Flags events whose payload appears to contain Protected Health Information sent to a model.

phi_in_prompt

PII in promptmedium · alert · on by default

Flags events whose payload contains personally identifiable information (SSN, credit card, passport, email, phone).

pii_in_prompt

API key or secret in promptcritical · block · on by default

Flags events whose payload contains what looks like an API key, token, or private key.

secret_in_prompt

Safety

Prompt-injection patternhigh · alert · on by default

Detects common prompt-injection phrasing in event inputs.

prompt_injection_pattern

Agent run exceeded step capmedium · alert · on by default

Flags agent_run events whose payload reports more than 50 steps -- often a sign of a runaway agent.

agent_run_step_cap

High-impact tool call without guardhigh · alert · on by default

Flags tool_call events for irreversible actions (delete, transfer, send) where no approval step is recorded in the payload.

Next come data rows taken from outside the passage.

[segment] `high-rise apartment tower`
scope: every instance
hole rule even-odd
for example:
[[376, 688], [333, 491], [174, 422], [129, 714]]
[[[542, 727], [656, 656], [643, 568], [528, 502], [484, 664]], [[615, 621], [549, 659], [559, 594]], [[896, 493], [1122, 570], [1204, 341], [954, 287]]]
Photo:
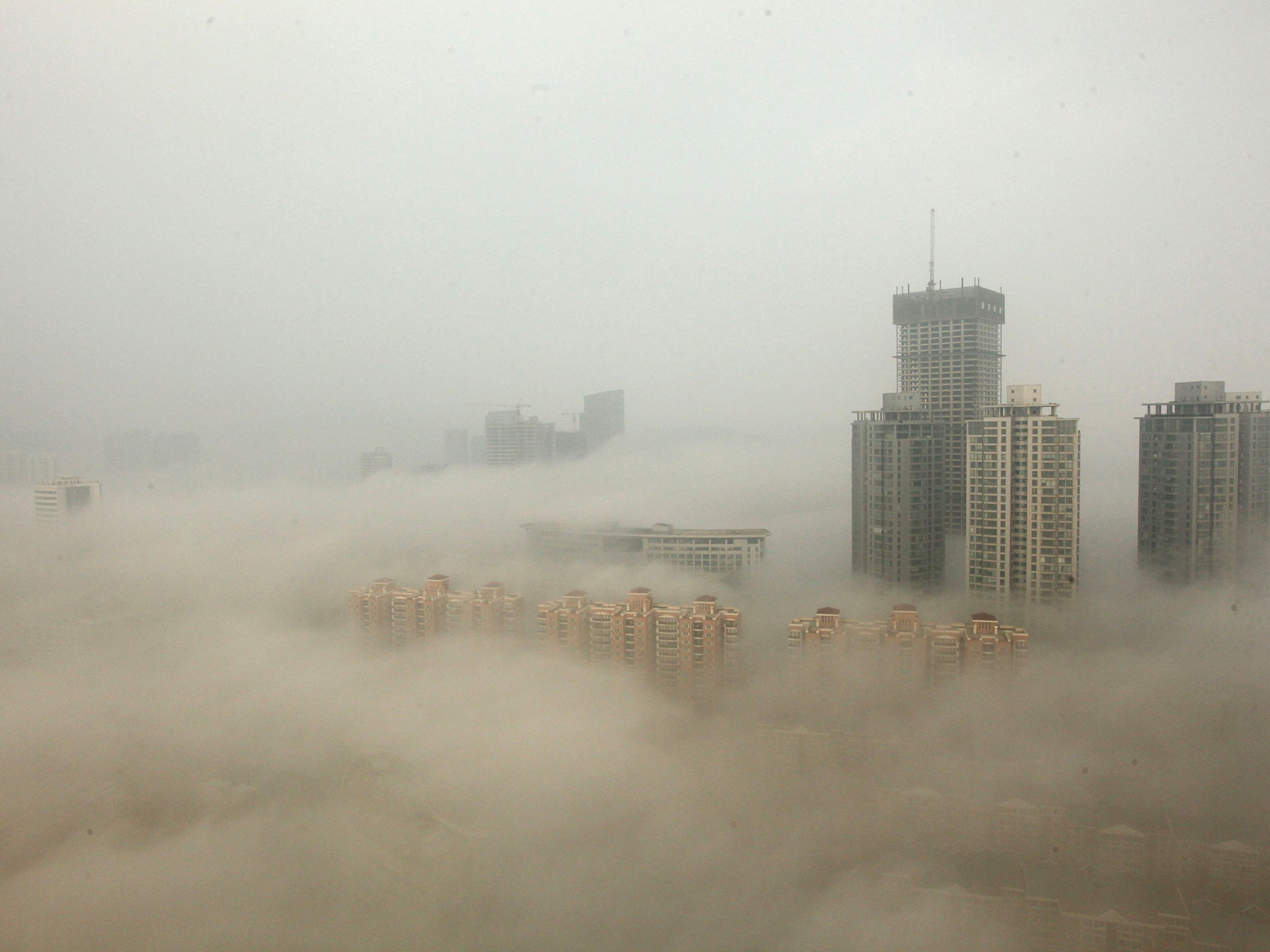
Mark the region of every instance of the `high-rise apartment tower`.
[[490, 466], [547, 462], [555, 453], [555, 424], [514, 410], [485, 414], [485, 462]]
[[1260, 562], [1270, 534], [1270, 411], [1260, 391], [1177, 383], [1138, 418], [1138, 564], [1172, 581]]
[[384, 447], [375, 447], [371, 452], [362, 453], [361, 471], [363, 480], [391, 468], [392, 453], [387, 452]]
[[945, 517], [965, 524], [965, 423], [1001, 401], [1001, 325], [1006, 297], [979, 284], [897, 293], [892, 298], [899, 390], [919, 393], [922, 409], [945, 423]]
[[1041, 402], [1040, 385], [1007, 388], [966, 426], [966, 585], [998, 600], [1069, 597], [1081, 562], [1078, 420]]
[[919, 393], [884, 393], [851, 424], [851, 569], [911, 588], [944, 581], [947, 424]]
[[587, 452], [596, 452], [613, 437], [626, 432], [626, 391], [606, 390], [602, 393], [587, 393], [582, 399], [582, 419], [579, 421]]
[[71, 519], [97, 510], [102, 484], [79, 476], [60, 476], [36, 484], [36, 518], [43, 522]]

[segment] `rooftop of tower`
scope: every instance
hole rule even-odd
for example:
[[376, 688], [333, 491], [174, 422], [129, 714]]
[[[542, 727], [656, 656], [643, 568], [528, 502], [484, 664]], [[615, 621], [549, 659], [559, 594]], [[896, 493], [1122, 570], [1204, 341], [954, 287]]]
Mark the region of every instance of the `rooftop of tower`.
[[893, 324], [919, 324], [954, 319], [1006, 322], [1006, 296], [982, 284], [959, 288], [903, 291], [892, 297]]

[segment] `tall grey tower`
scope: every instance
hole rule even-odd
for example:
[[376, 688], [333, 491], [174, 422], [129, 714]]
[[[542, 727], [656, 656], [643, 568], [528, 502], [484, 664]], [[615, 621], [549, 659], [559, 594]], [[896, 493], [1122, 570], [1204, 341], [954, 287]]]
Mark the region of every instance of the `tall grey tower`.
[[851, 570], [909, 588], [944, 581], [947, 426], [918, 393], [883, 393], [851, 424]]
[[[933, 272], [933, 267], [932, 267]], [[972, 284], [892, 298], [899, 390], [919, 393], [931, 420], [947, 426], [944, 519], [965, 531], [965, 424], [1001, 404], [1001, 325], [1006, 296]]]
[[1080, 421], [1039, 383], [966, 423], [966, 584], [998, 600], [1069, 598], [1081, 565]]
[[1146, 407], [1138, 418], [1138, 564], [1193, 581], [1264, 559], [1270, 410], [1261, 392], [1191, 381], [1177, 383], [1170, 402]]

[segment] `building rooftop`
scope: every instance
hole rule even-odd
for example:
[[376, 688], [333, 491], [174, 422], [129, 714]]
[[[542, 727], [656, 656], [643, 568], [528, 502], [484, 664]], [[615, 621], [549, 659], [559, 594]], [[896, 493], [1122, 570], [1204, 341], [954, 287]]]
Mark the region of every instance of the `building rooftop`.
[[655, 526], [620, 526], [616, 522], [566, 523], [566, 522], [527, 522], [522, 529], [538, 532], [575, 532], [588, 536], [771, 536], [767, 529], [677, 529], [669, 523]]

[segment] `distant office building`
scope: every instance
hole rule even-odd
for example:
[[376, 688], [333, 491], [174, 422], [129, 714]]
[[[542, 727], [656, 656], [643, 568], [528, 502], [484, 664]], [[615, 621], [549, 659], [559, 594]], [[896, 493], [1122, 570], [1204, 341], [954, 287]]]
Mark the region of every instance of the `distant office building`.
[[514, 410], [485, 414], [485, 462], [490, 466], [547, 462], [555, 453], [555, 424]]
[[969, 622], [923, 625], [917, 608], [898, 604], [886, 621], [853, 621], [837, 608], [818, 608], [789, 625], [795, 670], [832, 674], [846, 661], [911, 683], [1010, 677], [1027, 661], [1027, 632], [978, 612]]
[[353, 627], [373, 641], [405, 645], [434, 635], [484, 632], [514, 635], [523, 627], [525, 599], [499, 581], [475, 592], [450, 588], [448, 575], [433, 575], [422, 589], [376, 579], [348, 593]]
[[446, 430], [446, 463], [462, 466], [471, 462], [471, 449], [467, 443], [467, 430]]
[[103, 443], [105, 465], [116, 472], [147, 472], [169, 466], [193, 466], [199, 458], [197, 433], [109, 433]]
[[36, 484], [36, 518], [42, 522], [72, 519], [91, 513], [102, 500], [102, 484], [79, 476], [61, 476]]
[[392, 453], [387, 452], [384, 447], [375, 447], [371, 452], [362, 453], [361, 470], [363, 480], [391, 468]]
[[582, 399], [582, 435], [587, 452], [599, 449], [613, 437], [626, 432], [626, 391], [606, 390]]
[[919, 393], [931, 420], [947, 424], [944, 517], [965, 526], [965, 424], [1001, 402], [1001, 325], [1006, 298], [974, 284], [897, 293], [892, 300], [899, 390]]
[[22, 449], [6, 449], [0, 457], [0, 480], [10, 484], [52, 482], [61, 472], [53, 453], [28, 453]]
[[568, 561], [659, 562], [714, 575], [748, 569], [763, 559], [767, 529], [676, 529], [669, 523], [630, 528], [616, 522], [577, 526], [531, 522], [521, 528], [530, 551]]
[[740, 678], [740, 612], [700, 595], [691, 605], [653, 602], [631, 589], [625, 602], [591, 602], [585, 592], [538, 605], [538, 641], [561, 654], [631, 668], [658, 688], [707, 699]]
[[944, 581], [949, 424], [919, 393], [884, 393], [851, 425], [851, 569], [906, 588]]
[[1067, 598], [1080, 579], [1081, 432], [1040, 385], [966, 424], [966, 585], [999, 600]]
[[1139, 423], [1138, 561], [1173, 581], [1260, 564], [1270, 532], [1270, 410], [1260, 391], [1177, 383]]

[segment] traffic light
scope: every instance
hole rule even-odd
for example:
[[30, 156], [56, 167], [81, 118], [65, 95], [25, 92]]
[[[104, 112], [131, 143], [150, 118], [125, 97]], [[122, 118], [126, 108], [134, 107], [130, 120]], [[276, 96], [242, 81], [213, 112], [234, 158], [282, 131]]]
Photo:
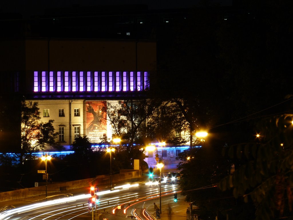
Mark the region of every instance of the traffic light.
[[91, 190], [91, 195], [92, 196], [93, 196], [95, 195], [95, 187], [91, 186], [91, 188], [90, 188]]
[[149, 177], [150, 178], [154, 177], [154, 170], [151, 167], [149, 169]]
[[177, 202], [177, 193], [176, 192], [174, 193], [174, 202]]

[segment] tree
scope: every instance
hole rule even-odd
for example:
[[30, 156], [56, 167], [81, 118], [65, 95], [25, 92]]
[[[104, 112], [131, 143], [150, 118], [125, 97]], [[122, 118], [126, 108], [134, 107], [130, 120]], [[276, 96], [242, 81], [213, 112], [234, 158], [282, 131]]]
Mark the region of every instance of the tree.
[[229, 192], [223, 193], [218, 187], [230, 167], [229, 161], [221, 156], [224, 146], [218, 143], [210, 143], [186, 150], [176, 158], [181, 161], [177, 167], [181, 170], [181, 194], [186, 202], [197, 207], [194, 214], [204, 219], [214, 219], [217, 214], [225, 216], [227, 210], [236, 205]]
[[74, 138], [72, 143], [72, 149], [76, 156], [79, 159], [88, 160], [93, 153], [93, 144], [86, 135], [79, 135]]
[[284, 114], [264, 119], [257, 126], [260, 136], [254, 141], [223, 151], [236, 168], [222, 180], [220, 188], [232, 189], [235, 197], [254, 202], [257, 219], [280, 217], [292, 211], [292, 119], [293, 115]]
[[58, 135], [55, 132], [52, 123], [50, 120], [44, 123], [40, 121], [40, 111], [36, 102], [30, 101], [27, 104], [21, 103], [21, 149], [20, 160], [31, 156], [31, 153], [39, 151], [47, 146], [62, 149], [61, 145], [55, 140]]
[[107, 108], [113, 135], [122, 137], [130, 146], [134, 142], [143, 144], [172, 138], [184, 123], [178, 108], [160, 99], [125, 99], [119, 105], [109, 102]]

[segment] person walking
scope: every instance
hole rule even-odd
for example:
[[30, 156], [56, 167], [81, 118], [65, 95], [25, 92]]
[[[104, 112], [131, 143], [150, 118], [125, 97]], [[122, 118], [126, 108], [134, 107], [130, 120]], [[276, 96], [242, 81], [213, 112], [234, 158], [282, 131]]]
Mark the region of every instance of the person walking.
[[159, 217], [159, 216], [160, 215], [160, 209], [158, 207], [158, 206], [156, 204], [155, 202], [154, 203], [154, 211], [155, 211], [155, 212], [154, 214], [154, 215], [155, 215], [155, 214], [156, 217]]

tool_call_dangerous_action

Coordination loop detectedhigh · alert · on by default

Surface receipts where the coordination-loop detector already flagged a loop. This policy mirrors the detector finding into the policy stream so it surfaces on the policy dashboard alongside everything else.

cycle_detected

Compliance

Non-EU model used on EU-tagged datahigh · alert · off by default

Flags events whose payload metadata tags the data as EU but whose model provider routes through a non-EU region.

eu_data_residency

Medical-domain decision without human-in-the-loophigh · alert · off by default

Flags events tagged medical/clinical where no human-approval step is recorded.

medical_decision_no_hitl

Cost

High-cost invocationlow · alert · on by default

Flags model_call events whose recorded cost exceeds $5.

high_cost_invocation

Monthly budget caphigh · block · on by default

Blocks AI calls when the org has crossed its configured monthly spend cap. Reads the pre-fetched org_budget_state counter (incremented by an audit_events trigger) and compares against org_budget_config.monthly_cap_usd. No cap configured = policy is a no-op.

monthly_budget_cap

Operational

High-latency invocationlow · alert · off by default

Flags model_call events whose recorded latency exceeds 30 seconds.

high_latency_invocation

Empty completion returnedinfo · alert · off by default

Flags model_call events whose recorded completion is empty or whitespace-only.

empty_completion

Governance

Experimental model used in productionmedium · alert · on by default

Flags production events that use a model whose name contains "preview", "alpha", "beta", or "experimental".

experimental_model_in_prod

model_call without model identitylow · alert · on by default

Flags model_call events that are missing model.provider or model.name -- breaks audit trail.

no_model_recorded

Development model used in productionmedium · alert · off by default

Flags events whose source.environment is production but the model name looks like a dev/test model.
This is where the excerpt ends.